In Star Trek II: The Wrath Of Khan, Admiral James T. Kirk's old nemesis, in the midst of doing some wrathing, recalled the old Klingon proverb, "Revenge is a dish best served cold." I'm going to assume Khan Noonien Singh probably loved the hell out of revenge films. I could see Mr. Singh firing up the Betamax SL 5000 or visiting his own version of the Pinehaven Cinema 6 on Rivers Avenue to gorge on films like Female Prisoner Scorpion 701 or They Call Her One Eye. There's nothing like a good old fashioned revenge flick. Sometimes the revenge is swift and bloody, other times it's slow and unnerving but the end result is usually cathartic for the viewer. Director Ted Geohagen's second feature, Mohawk, is no different.
Set in New York in 1814, with the war between Britain and America in full swing, Native Americans are trying to remain neutral as the warring sides threaten to engulf them. As the film starts with a hatchet to a tree, we are quickly placed in the middle of a campfire disagreement. Native warriors Oak (Kaniehtiio Horn) and Calvin Two Rivers (Justin Rain) and Oak's mother are fighting over Oak's intimate relationship with Calvin and, more notably, Joshua Pinsmall (Eamon Farren), a British man, while the violence slowly encroaches upon them. Despite their attempts to remain hidden away from the conflict, Calvin decides to bring the war to them when he impulsively burns down an American encampment in the middle of the night, leaving those inside the bivouac a bunch of crispy critters. His bullheadedness triggers the wrath of the menacing Hezekiah Holt (Erza Buzzington), a man who leads a ragtag band of soldiers, with one goal in mind: eradicate as many Mohawks as he can. As with most revenge films, things eventually come to a head. When he makes a run-of-the-mill stop at a tiny pond to splash water in his face, Joshua is surprised by Myles Holt (Ian Colletti), his soon to be his dad and his motley crew. Suffice to say, lives are lost and ultimately things get very ugly, very quickly leading Oak on a vengeance quest that would make Meiko Kaji and Christina Lindeberg proud.

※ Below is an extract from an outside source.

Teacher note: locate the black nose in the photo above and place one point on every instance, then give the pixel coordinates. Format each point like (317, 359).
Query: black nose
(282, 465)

I assumed going into this film that I would dig it because of Goehagen's previous film, the gnarly haunted horror flick We Are Still Here, as well the past works of local horror-nut-turned-novelist Grady Hendrix (My Best Friend's Exorcism, Paperbacks From Hell). I didn't realize I'd fanboy out on it as much as I did afterwards, however. I assumed going in that I was guaranteed a throwback to flicks like Last House On The Left or Fight For Your Life. This history horror hybrid was that and more. Mohawk is thrilling. It's scary. It's moving. It's brutal. It's bloody. It's passionate. And like Goehagan's previous film, it's gnarly.
Mohawk manages to gather disparate elements that could threaten to derail the film but seem to work in just the opposite way thanks to the film's deft direction. A low-budget historical drama that utilizes one location (the woods) with mostly unknown actors reads like a recipe for disaster. Goehagen makes it work. The performances, particularly by Colletti and Horn, were much richer than they had any right to be considering this could just be a simple, visceral revenge flick. The piece's political underbelly gives the triumph and tragedy more weight when the smoke literally clears at the conclusion. I'll refrain from heaping more praise on the film simply because I prefer to walk away from this review with a sliver of dignity and not reeking of fanboy fumes. Oops. Too late. I'll conclude by simply saying that I only wish I could've seen Mohawk on the big screen.